14. The main contention, however, is, that the plaintiff had no right to bring this suit at all, and, we think, the case may he disposed of on this ground without going into the other questions raised.

15. It is urged that if this endowment is a public charity, the suit should have been instituted under the provisions of Section 539, Civil Procedure Code, by two or more persons directly interested in the trust with the written consent of the Collector. If, on the other hand, the endowment is a religious trust, it is contended that the suit should have been brought under Act XX of 1863, after sanction obtained under Section 18 of that Act. In either case, it is said, the plaintiff had no sufficient interest to entitle her to sue, nor could she sue to obtain for herself possession of the properties.
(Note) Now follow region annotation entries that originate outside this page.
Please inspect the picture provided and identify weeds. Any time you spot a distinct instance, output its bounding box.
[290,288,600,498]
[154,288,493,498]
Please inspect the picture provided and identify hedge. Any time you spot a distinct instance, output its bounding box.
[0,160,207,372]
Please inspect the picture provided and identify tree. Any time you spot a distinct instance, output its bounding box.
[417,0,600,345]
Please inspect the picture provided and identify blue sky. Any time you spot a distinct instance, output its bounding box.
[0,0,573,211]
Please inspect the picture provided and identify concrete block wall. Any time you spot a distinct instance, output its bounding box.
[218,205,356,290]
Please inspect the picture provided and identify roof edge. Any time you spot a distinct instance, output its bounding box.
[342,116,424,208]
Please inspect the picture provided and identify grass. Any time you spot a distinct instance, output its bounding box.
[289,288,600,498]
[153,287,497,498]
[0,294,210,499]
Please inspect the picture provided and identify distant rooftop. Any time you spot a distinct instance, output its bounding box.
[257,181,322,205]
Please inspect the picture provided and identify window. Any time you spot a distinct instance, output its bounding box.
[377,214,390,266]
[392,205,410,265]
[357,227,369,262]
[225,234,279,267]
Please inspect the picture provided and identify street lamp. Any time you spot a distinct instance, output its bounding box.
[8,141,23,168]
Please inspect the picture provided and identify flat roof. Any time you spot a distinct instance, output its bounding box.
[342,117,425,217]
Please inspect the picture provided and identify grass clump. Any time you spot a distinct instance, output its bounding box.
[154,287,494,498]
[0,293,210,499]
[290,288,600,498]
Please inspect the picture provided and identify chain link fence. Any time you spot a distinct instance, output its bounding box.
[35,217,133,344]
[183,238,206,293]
16. According to the plaint in this case, the trust is one partly for charitable, and partly for religious, purposes. So far as the trust was ” for the feeding of wayfarers and travellers,” it was a trust for the benefit of a considerable portion of the public answering a particular description, and was therefore a trust for a public charitable purpose. The object of the plaintiff’s suit was to oust the mutwali, get herself appointed in his place, and have the properties vested in her. Section 539 * of the Code applies to a suit of this nature, which is really one for the administration of the trust, and such a suit can only be brought in accordance with the provisions of that section.
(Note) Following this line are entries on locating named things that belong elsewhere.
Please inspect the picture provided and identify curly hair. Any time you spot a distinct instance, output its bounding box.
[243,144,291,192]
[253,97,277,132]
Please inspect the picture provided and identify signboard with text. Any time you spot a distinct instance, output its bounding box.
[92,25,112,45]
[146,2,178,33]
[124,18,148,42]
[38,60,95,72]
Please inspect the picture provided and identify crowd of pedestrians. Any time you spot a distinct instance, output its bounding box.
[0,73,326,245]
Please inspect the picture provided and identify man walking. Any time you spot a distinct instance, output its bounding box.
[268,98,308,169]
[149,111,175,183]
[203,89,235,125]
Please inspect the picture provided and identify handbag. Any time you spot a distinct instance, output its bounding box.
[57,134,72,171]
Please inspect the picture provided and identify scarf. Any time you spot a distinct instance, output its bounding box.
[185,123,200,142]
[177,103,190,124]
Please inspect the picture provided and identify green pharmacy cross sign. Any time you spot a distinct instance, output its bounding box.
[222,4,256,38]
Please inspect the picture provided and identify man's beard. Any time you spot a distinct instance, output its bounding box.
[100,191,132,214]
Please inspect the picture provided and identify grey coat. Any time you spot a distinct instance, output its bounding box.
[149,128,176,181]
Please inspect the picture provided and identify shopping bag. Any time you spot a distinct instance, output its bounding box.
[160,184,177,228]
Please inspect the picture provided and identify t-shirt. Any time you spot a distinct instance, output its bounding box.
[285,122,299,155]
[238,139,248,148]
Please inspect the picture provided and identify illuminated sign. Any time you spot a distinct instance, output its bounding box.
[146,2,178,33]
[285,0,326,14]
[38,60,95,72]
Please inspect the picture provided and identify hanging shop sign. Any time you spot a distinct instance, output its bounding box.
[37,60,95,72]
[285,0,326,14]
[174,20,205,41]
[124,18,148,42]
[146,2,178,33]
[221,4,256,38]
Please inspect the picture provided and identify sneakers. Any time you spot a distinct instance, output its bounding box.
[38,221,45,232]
17. But even supposing that the endowment in this case was neither a public charity within the meaning of Section 539 of the Civil Procedure Code, nor a religious endowment to which Act XX of 1863 is applicable, the plaintiff was not entitled to sue alone to be appointed mutwali and to obtain possession of the property. The first Court holds that she was entitled to bring this suit because she was a wife of Mokram Ali, the late mutwali, but we cannot agree that this is a sufficient reason. Even if we regard her as suing as a person interested in the trust, then on the face of the plaint there are other persons interested, and she could only sue on behalf of all who were so interested, and in order so to sue, she should have obtained the permission of the Court, and otherwise complied with the provisions of Section 30 of the Civil Procedure Code; not having done so, we think, she had no right of action. In whatever light the suit be regarded therefore, we think it clear that it was not properly framed and will not lie. The decree of the lower Appellate Court is accordingly reversed, and the suit dismissed with costs in all the Courts.
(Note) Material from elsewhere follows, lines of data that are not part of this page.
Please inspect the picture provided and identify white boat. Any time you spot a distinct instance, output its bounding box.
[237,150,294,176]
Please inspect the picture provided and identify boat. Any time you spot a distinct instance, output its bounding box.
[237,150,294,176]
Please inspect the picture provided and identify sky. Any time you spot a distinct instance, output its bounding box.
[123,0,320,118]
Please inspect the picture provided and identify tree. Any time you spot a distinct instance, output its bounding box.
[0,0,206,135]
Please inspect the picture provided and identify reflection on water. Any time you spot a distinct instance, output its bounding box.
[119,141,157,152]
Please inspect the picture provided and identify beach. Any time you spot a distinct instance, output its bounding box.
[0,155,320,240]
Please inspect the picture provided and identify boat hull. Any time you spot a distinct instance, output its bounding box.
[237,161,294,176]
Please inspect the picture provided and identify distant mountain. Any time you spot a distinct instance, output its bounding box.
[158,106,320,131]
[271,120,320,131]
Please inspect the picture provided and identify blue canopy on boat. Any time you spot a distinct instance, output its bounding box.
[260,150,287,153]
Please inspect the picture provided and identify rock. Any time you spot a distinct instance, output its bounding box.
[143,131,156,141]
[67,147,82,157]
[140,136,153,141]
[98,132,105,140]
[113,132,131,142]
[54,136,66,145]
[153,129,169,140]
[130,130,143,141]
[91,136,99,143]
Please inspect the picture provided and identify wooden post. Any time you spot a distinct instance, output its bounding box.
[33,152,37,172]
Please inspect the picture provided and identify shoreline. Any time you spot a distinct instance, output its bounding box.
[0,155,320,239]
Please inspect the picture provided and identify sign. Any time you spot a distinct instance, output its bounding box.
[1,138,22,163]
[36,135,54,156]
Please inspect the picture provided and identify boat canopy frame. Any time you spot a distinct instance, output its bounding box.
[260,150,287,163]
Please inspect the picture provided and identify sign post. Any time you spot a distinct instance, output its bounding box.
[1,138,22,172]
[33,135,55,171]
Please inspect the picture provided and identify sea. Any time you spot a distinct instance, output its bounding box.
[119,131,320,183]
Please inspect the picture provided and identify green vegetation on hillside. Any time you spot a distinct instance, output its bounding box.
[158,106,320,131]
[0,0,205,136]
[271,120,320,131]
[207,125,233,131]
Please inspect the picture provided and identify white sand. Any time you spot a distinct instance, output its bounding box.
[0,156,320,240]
*[Section 539:–In case of any alleged breach of any express or constructive trust created for public charitable or religious purposes, or whenever the direction of the Court is deemed necessary for the administration of any such trust, the Advocate-General, acting ex-officio, or two or more persons having an interest in the trust, and having obtained the consent in writing of the Advocate-General, may institute a suit in the High Court or the District Court within the local limits of whose civil jurisdiction the whole or any part of the subject-matter of the trust is situate, to obtain a decree–

(a) appointing new trustees under the trust;

(b) vesting any property in the trustees under the trust;

(c) declaring the proportions in whioh its objects are entitled;

(d) authorizing the whole or any part of its property to be let, sold, mortgaged or exchanged;

(e) settling a scheme for its management, or granting such further or other relief as the nature of the case may require.

The powers conferred by this section on the Advocate-General may, outside the Presidency-towns, be exercised also by the Collector or by such officer as the Local Government may appoint in this behalf.